The ORTEP diagrams from X-ray diffraction of single crystals of 1 and 2 are shown in Fig. 2, and those of 3–5 are displayed in the ESI (Fig. S3†), along with crystallographic details and selected bond lengths and angles for 1–5 (Tables S1 and S2†). The structures of 1–5 confirmed the presence of two 2,2′-bipyridine ligands coordinated to the metal in a cis-disposition, with the corresponding phosphine and acetonitrile ligands positioned cis to each other. Minimal variation of the cone angle of the substituted phosphine ligands is observed, consistent with previous literature reports.58,60,61 Moreover, there are no significant changes in the CH3CN–Ru–P bond angles or the Ru–NCCH3 bond lengths in 1–5, suggesting that the variation in phosphine substitution does not result in a significant structural effect on the ground state of these complexes. Therefore, it is expected that any differences observed in the photophysical properties and photochemistry across the series would not be related to steric effects that results from the variation of the substituents on the phosphine ligand.
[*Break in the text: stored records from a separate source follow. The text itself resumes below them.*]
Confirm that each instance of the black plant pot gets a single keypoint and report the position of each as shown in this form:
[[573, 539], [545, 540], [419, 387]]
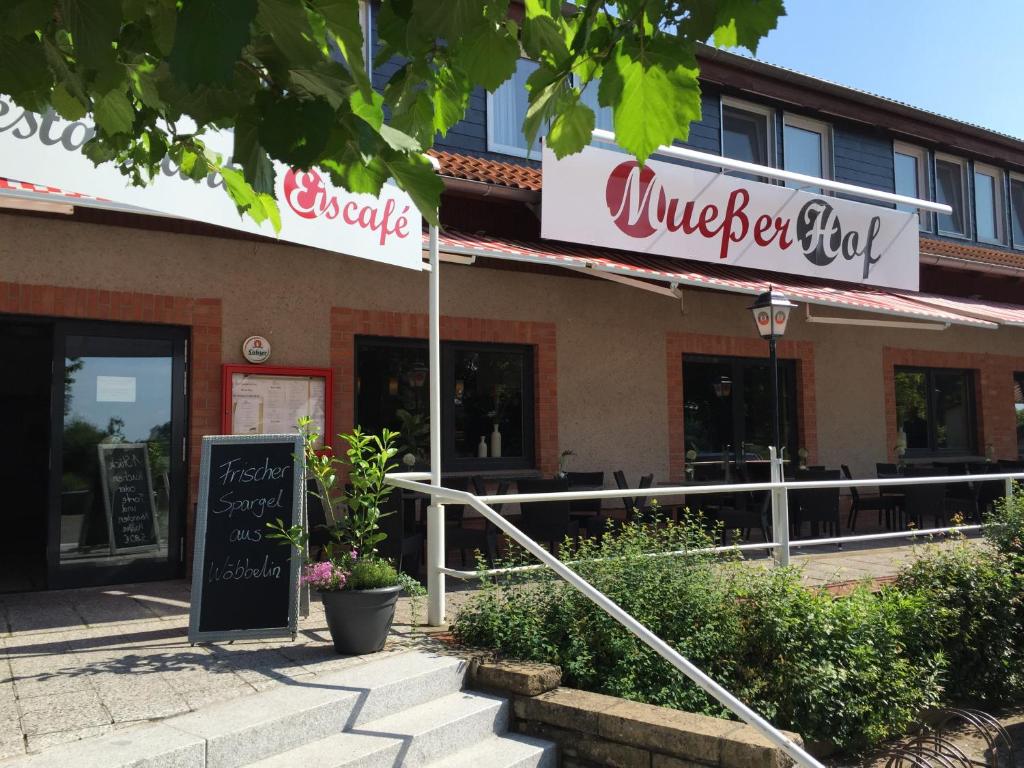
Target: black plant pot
[[359, 620]]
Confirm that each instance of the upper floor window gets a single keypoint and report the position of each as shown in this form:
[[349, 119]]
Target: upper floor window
[[950, 187], [747, 133], [507, 109], [806, 147], [1017, 209], [910, 165], [988, 204]]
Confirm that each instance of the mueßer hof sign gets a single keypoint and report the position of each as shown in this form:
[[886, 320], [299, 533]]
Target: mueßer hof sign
[[45, 150], [601, 198]]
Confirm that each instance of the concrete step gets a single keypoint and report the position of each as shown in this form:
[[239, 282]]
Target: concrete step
[[248, 729], [411, 737], [502, 752]]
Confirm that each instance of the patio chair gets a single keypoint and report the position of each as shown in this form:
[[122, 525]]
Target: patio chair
[[816, 506], [586, 511], [861, 502], [930, 499], [547, 520]]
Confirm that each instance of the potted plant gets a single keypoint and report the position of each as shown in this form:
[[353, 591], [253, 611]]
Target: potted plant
[[357, 587]]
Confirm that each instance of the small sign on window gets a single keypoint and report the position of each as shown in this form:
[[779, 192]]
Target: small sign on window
[[115, 389]]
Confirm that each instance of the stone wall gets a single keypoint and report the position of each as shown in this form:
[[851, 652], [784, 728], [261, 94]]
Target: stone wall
[[595, 731]]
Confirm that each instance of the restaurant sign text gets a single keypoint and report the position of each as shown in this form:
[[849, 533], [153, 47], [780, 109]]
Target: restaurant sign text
[[601, 198]]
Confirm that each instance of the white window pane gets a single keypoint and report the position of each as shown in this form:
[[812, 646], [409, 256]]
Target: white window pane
[[744, 135], [949, 189], [602, 115], [1017, 210], [803, 153], [508, 109], [907, 176], [984, 206]]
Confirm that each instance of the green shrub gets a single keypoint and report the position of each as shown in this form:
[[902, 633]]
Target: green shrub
[[372, 572], [972, 600], [844, 670]]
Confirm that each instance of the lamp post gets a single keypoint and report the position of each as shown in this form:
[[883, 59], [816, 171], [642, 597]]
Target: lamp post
[[771, 313]]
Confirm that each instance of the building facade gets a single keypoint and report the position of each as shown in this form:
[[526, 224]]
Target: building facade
[[119, 327]]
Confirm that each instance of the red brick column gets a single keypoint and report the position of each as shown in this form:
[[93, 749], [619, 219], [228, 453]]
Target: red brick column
[[993, 388], [678, 345], [202, 315], [346, 324]]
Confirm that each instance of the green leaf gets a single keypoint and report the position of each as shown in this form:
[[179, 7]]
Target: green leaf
[[288, 26], [655, 96], [296, 131], [94, 26], [67, 105], [208, 40], [20, 17], [114, 113], [251, 155], [570, 131], [489, 57]]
Fig. 2 Thermal ellipsoid plots of (a) 1 and (b) 2; H atoms, PF6− ions, and co-crystallized solvent molecules omitted for clarity (ellipsoids drawn at 50% probability). |
Fig. 3 Electronic absorption spectra of 1 (green), 2 (purple), 3 (black), 4 (red) and 5 (blue) in CH3CN. |
Complex | λ abs /nm (ε/×103 M−1 cm−1) | E 1/2 /V | Φ 400 |
---|---|---|---|
a In CH3CN. b In CH3CN (0.1 M Bu4NPF6), vs. Ag/AgCl, scan rate = 100 mV s−1. c In water (<5% acetone) at 298 K, λirr = 400 nm. | |||
1 | 286 (39), 410 (7.2) | +1.52, −1.31, −1.49 | 0.077(2) |
2 | 285 (39), 406 (7.0) | +1.54, −1.31, −1.51 | 0.072(3) |
3 | 283 (35), 402 (7.0) | +1.53, −1.34, −1.53 | 0.065(1) |
4 | 285 (39), 399 (7.2) | +1.60, −1.32, −1.50 | 0.057(1) |
5 | 280 (35), 390 (7.2) | +1.70, −1.26, −1.44 | 0.025(2) |
Room temperature luminescence was not detected, but 1MLCT excitation of 1–5 resulted in broad emission at 77 K in CH3CN (Fig. S4–S8†), assigned as arising from the Ru(dπ) → bpy(π*) 3MLCT excited state. The maximum of the lowest energy transition, E00, ranged from 525 to 540 nm (2.30–2.36 eV) with no significant shift across the series, indicative similar 3MLCT energies. Additionally, the emission spectra of each complex exhibited two lower intensity peaks at ∼580 and ∼630 nm, which correspond to a vibronic progression with an energy separation of ∼1200 cm−1 typical for Ru(II) polypyridyl complexes associated with aromatic ring vibrations of the bpy ligands.1,3,4
The cyclic voltammograms of 1–5 are shown in Fig. 4 and the observed half-wave reduction potentials, E1/2, are listed in Table 1. Two reversible reduction waves were observed in 1–5 at about −1.3 V and −1.5 V in CH3CN vs. Ag/AgCl (0.1 M Bu4PF6). These reduction potentials are relatively invariant to the substituent on the phosphine ligand and are assigned as arising from the consecutive reduction of the two bipyridine ligands within each complex.62 The reduction of bpy ligands bound to Ru(II) have been previously reported at similar potentials, for example at −1.26 V and −1.46 V vs. Ag/AgCl in [Ru(bpy)2(PPh3)(CH3CN)]2+.63 Complexes 1–5 also exhibit one reversible oxidation within the measurement window at approximately +1.55 V vs. Ag/AgCl that is dependent on the phosphine substituent (Table 1 and Fig. 4) and is assigned to the RuIII/II couple, based on published data for related Ru(II) polypyridyl complexes.5,64 In agreement with the energy of the 1MLCT absorption across the series, the electron donating substituents –OCH3 in 1 and –CH3 in 2 shifts the RuIII/II couple to more negative potentials, +1.52 V and +1.54 V, respectively, making them easier to oxidize than 3. In contrast, the –F and –CF3 electron withdrawing substituents make these complexes more difficult to oxidize, with E1/2(RuIII/II) values of +1.60 V for 4 and +1.70 V for 5. It should also be noted that the RuIII/II oxidation potentials of 1–5 are all more positive than that measured for cis-[Ru(bpy)2(CH3CN)2]2+ under similar conditions, consistent with the blue-shifted 1MLCT absorption maxima of the former complexes relative to the latter arising from the presence of the phosphine.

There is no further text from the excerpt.